Yine Hyunjin'in mükemmel sesiyle uyandığımda etrafa boş bakışlar atıp ayılmaya çalıştım. Okul başlayalı 3 hafta olmuştu. Okuldayken zaman çok çabuk geçiyordu. İlk günü gece bizimkilerle konuştuğumuz gibi Chan ertesi gün elinde yedi tane çalışma programıyla gelmişti. O günden beri de ne kadar istemesekte programa uyup ders çalışıyorduk. Aslına bakarsak işe de yarıyordu. Zaten çoğu derste sadece dersi dinleyip eve gelince çalışmadığım halde iyiydim. Sanırım hafızam iyi çalışıyor. O kadar ki fizik dersini bile anlamaya başlamıştım. Ama sevinmek için daha çok erken çünkü daha okul açılalı bir ay bile olmadı. Şuan zorlandığım tek ders kimya.

Kimya demişken yine aklıma geldi şerefsizin evladı. Hem kimya hem de matematik dersimize girdiği için onu daha fazla görüyordum fakat o sadece dersi anlatıp çıkıyordu sınıftan. Bu 3 hafta içinde birbirimizi sadece sınıfta görmüş ve sadece bakışmıştık. Aramızda sınıftakiler haricinde herhangi bir konuşma dahi geçmiyordu. Ve ne kadar inanamasam da ona karşı ilgi duymaya başlamıştım - ki hâla bunun nasıl gerçekleştiğini anlayabilmiş değilim.- ve gözüm sürekli onu arıyor. Çok fzla dalga geçeceklerini bildiğim için ondan hoşlandığımı bizimkilerden hiç birine söylemedim.

İyice ayıldığıma emin olduktan sonra yataktan kalktım ve odamdaki küçük banyoya girdim. Banyoda işlerimi halledip tekrardan odaya döndüm. Dolaptan formamı alıp giydim. Elimle saçımı da düzelttikten sonra en sevdiğim parfümümü alıp üzerime sıktıktım. Bu parfümü çok seviyordum. Kokuyu sevmemi sağlayan kişiyi ise daha çok seviyordum. Babam ölmeden önce hep bu parfümü kullanırdı. Hem ben hem de annem bu kokuya aşık olduğumuz için artık bende bu parfümü kullanmaya başlamıştım. O zamandan beride başka hiçbir parfümü kullanmadım.

Çantama gerekli bütün kitapları ve testleri koyduktan sonra çantayı kapatıp omzuma astım. Komidinin üzerinden telefonumu da aldıktan sonra odadan çıktım. Odadan çıkmamla burnuma güzel kokuların gelmesi bir oldu. Gülümseyerek merdivenden indim ve adımlarımı mutfağa yönlendirdim.
Annem kendi kendine şarkı mırıldanarak bir şeyler doğruyordu. Sessiz olmaya özen göstererek arkasına geçtim ve ellerimi beline dolayıp çenemi de omzuna koydum. İlk başta hafif irkilsede ben olduğumu görünce gülümsedi. Gülümseyince çıkan gamzesinden öptüm ve "Günaydın."dedim. Annemde beni yanağımdan öpüp "Günaydın yakışıklım."diye karşılık verdi.

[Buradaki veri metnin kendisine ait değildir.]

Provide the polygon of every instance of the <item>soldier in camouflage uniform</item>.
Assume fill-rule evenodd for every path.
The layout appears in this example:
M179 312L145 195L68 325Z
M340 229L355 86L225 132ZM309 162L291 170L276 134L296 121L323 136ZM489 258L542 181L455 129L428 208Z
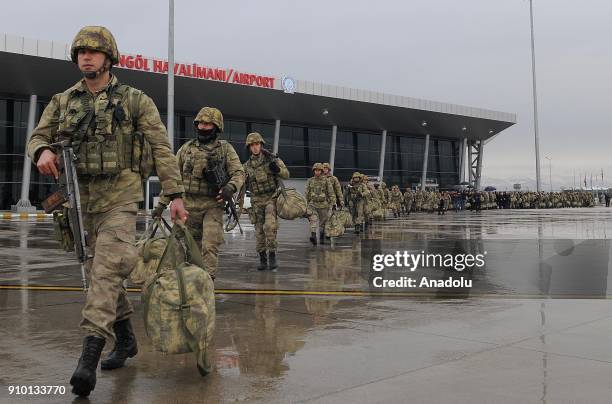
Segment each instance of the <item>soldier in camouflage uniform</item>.
M143 200L141 142L148 142L163 191L173 200L171 216L187 219L184 191L166 129L151 98L111 74L119 51L110 31L84 27L70 50L83 79L53 96L28 143L28 155L43 175L59 177L50 147L72 143L89 252L89 289L81 327L87 336L72 392L88 396L106 340L115 342L102 369L122 367L138 352L130 323L133 309L124 281L132 271L138 202ZM143 175L147 175L144 174Z
M214 279L219 268L219 246L223 243L224 203L242 188L244 169L234 147L219 140L223 115L217 108L204 107L193 121L195 139L186 142L176 158L185 186L185 206L189 211L187 227L202 245L204 266ZM213 170L225 173L225 183L217 184ZM160 197L154 216L161 214L169 200Z
M385 213L383 215L383 219L386 219L387 218L387 210L391 207L390 206L390 203L391 203L391 191L389 191L389 189L387 188L387 184L384 183L384 182L380 183L380 187L382 188L383 197L384 197L382 209L383 209L383 212L385 212Z
M397 185L391 187L391 193L389 194L389 203L391 210L393 211L393 217L400 217L402 213L402 205L404 203L404 197L402 191L400 191Z
M329 218L332 205L336 202L336 194L331 181L323 175L323 164L312 166L313 177L306 181L305 196L308 207L316 212L319 218L319 242L325 242L325 223ZM316 231L312 237L316 238Z
M342 194L342 186L340 186L340 180L338 177L331 173L331 165L329 163L323 163L323 175L327 177L329 182L332 184L334 189L334 194L336 196L335 204L338 208L342 209L344 207L344 197Z
M366 198L370 191L363 182L363 176L358 172L353 173L347 190L349 207L355 224L355 234L359 234L364 230Z
M276 199L279 195L276 177L289 178L289 170L281 159L265 155L262 148L266 142L259 133L249 133L245 143L251 152L251 157L243 166L246 173L245 186L248 191L251 191L249 216L251 223L255 225L256 249L259 253L257 269L275 271L278 268L276 261L278 246L276 242L278 231Z
M423 190L419 189L415 192L414 195L414 210L415 212L421 212L423 210L423 199L424 199L425 193Z
M410 215L412 206L414 205L414 192L410 188L406 188L404 192L404 209L406 210L406 216Z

Gülümsemem daha da büyümüştü. Derin bir nefes alarak kokumu içine çekmişti. Gözlerini bana çevirerek "Tıpkı baban gibi kokuyorsun."dedi. Sesinin titrediğini hissettim. Babamın ölüm yıldönümüne az kalmıştı ve büyük ihtimalle annem babamı çok özlemişti. Her sene bu zamanlarda sessizleşir ve etrafta dalgın dalgın gezerdi. Annemi kendime çevirerek daha çok sarıldım. "Keşke yüzümde babama benzeseydi o zaman tam anlamıyla babama benzerdim." Benimde sesim titremişti. Sanırım babamı özleyen tek kişi annem değildi.

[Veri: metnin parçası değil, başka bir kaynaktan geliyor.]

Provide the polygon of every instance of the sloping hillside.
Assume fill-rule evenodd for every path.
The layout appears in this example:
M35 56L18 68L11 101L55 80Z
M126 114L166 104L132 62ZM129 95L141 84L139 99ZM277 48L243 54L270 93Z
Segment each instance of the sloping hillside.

Gülümseyerek "Neyse! Hadi bakalım otur masaya. Geç kalacaksın yoksa okula."dedi. Son kez yanağından öpüp masaya oturdum. Benim ardımdan annemde doğradığı salatalık ve dometesleri tabağa koyarak masaya koydu ve o da masaya oturdu. Kahvaltımızı etmeye başladığımızda havadan sudan sohbet etmeye başladık. Annem laf arasında sanki bir şey söylemeyi unutmuş gibi heyecanla "Ahh bak sana ne demeyi unuttum. Yarın Lia geliyor. Japonya'daki bütün işleri bitmiş."dedi. Duyduklarımla ağzımdan bir sevinç çığlığı kopmuştu. Teyzemi neredeyse iki aydır görmüyordum ve aşırı özlemiştim. Merakla anneme bakıp "Tam olarak ne zaman gelir belli bir saat varmı?"diye sordum. Annem başını iki yana sallayarak "Belli bir saat yok ama siz kütüphaneden dönmeden gelmiş olur sanırım."dedi. Anladığımı belli etmek adını başını salladım ve yemeğimi yemeye devam ettim.